Since his death, however, "Flaming Creatures" has been shown frequently in experimental-film circles, prompting new debates over the value of its campy performances, lowdown humor, and blitzed-out cinematography.

As for Markopoulos, the filmmaker left the United States for Europe years ago and dreamed of establishing a sort of cinematic shrine in Greece that would be the only authorized showplace for his work.

His reasons for moving remain unclear; some admirers say Markopoulos was displeased with the lack of appreciation for avant-garde film in the United States, while others say the filmmaker didn't want his works to be confused with those of artists he considered inferior.

In any case, his plan for a special Greek theater is still unrealized, and his estate keeps a tight rein on showings of his films.

Anthology Film Archives was able to present its retrospective by restricting admission to its own members. Fortunately, membership in Anthology is not difficult or expensive to acquire, so the screenings were well attended and enthusiastically received, giving the films a new and deserved burst of attention.

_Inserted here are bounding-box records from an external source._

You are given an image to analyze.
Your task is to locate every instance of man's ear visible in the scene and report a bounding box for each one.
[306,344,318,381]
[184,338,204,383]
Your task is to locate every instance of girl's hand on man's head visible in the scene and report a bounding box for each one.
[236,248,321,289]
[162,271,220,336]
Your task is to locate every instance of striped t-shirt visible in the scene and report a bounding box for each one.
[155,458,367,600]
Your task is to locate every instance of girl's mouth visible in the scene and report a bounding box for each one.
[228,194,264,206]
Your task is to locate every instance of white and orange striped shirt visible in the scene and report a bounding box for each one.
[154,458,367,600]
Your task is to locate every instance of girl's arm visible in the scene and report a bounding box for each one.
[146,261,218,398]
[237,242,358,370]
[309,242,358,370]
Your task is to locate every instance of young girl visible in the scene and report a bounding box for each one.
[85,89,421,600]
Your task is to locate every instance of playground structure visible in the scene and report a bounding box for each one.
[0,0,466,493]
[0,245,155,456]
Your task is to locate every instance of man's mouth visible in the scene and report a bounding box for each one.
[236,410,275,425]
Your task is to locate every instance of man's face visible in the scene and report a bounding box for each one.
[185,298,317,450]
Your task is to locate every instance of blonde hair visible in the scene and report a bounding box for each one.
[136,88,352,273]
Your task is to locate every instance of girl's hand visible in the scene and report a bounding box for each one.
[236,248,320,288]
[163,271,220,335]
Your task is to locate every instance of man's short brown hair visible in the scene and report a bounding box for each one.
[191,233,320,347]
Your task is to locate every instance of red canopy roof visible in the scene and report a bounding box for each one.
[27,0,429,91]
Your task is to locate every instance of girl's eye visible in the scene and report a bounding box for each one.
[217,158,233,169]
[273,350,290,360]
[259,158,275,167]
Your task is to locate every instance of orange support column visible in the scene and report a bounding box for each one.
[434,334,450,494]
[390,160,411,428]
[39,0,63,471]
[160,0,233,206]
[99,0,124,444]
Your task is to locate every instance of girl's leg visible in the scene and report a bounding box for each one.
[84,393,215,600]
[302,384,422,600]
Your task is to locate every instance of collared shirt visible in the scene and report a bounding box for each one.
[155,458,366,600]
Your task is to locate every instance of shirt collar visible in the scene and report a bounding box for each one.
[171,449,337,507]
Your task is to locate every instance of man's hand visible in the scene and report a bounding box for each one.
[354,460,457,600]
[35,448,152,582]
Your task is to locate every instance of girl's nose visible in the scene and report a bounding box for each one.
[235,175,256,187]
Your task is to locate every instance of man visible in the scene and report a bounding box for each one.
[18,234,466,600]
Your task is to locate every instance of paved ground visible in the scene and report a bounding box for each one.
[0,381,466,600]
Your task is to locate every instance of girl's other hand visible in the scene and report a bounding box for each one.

Markopoulos worked in a number of styles and mastered most of them. His rather precious and self-conscious early works - such as "Swain" from 1950 and the trilogy of "Psyche," "Lysis," and "Charmides" from the late '40s - combine a love for ancient Greek mythology with the kind of heady psychodrama that was then in fashion with American experimental filmmakers.

By contrast, the exquisite "Ming Green" makes a filmed portrait of his apartment into a lyrical tone poem with marvelously rhythmic editing.

His greatest film may well be "Twice a Man," starring Olympia Dukakis and Paul Kilb in a mysterious love story that uses quick-flashing montage to evoke the power of memory in everyday life. Also unusual is the film's approach to sound, which is used only when absolutely necessary - a technique that transforms the frequent hush of the sound track from arbitrary silence to expressive stillness.

Similar techniques are used (somewhat less effectively) in such mid-'60s films as "The Illiac Passion," featuring Andy Warhol; the respected "Himself as Herself," a discreet study of homosexual anxieties filmed in the Boston area; and "The Divine Damnation," a portrait film inspired by Greek sculpture and Renaissance painting.

"Gammelion" and "Hagiographia," made between 1968 and 1970, are landscape and architectural studies of extraordinary beauty and vitality.

Markopoulos's longtime associate Robert Beavers has informed Anthology's chief, Jonas Mekas, that some 130 films by Markopoulos exist in Europe; most of them have never been publicly screened.

One hopes Anthology's retrospective will invigorate the effort to organize and distribute this body of work so that cinephiles everywhere - perhaps even in a specially designed Greek theater someday - can savor the beauties and complexities the films surely contain.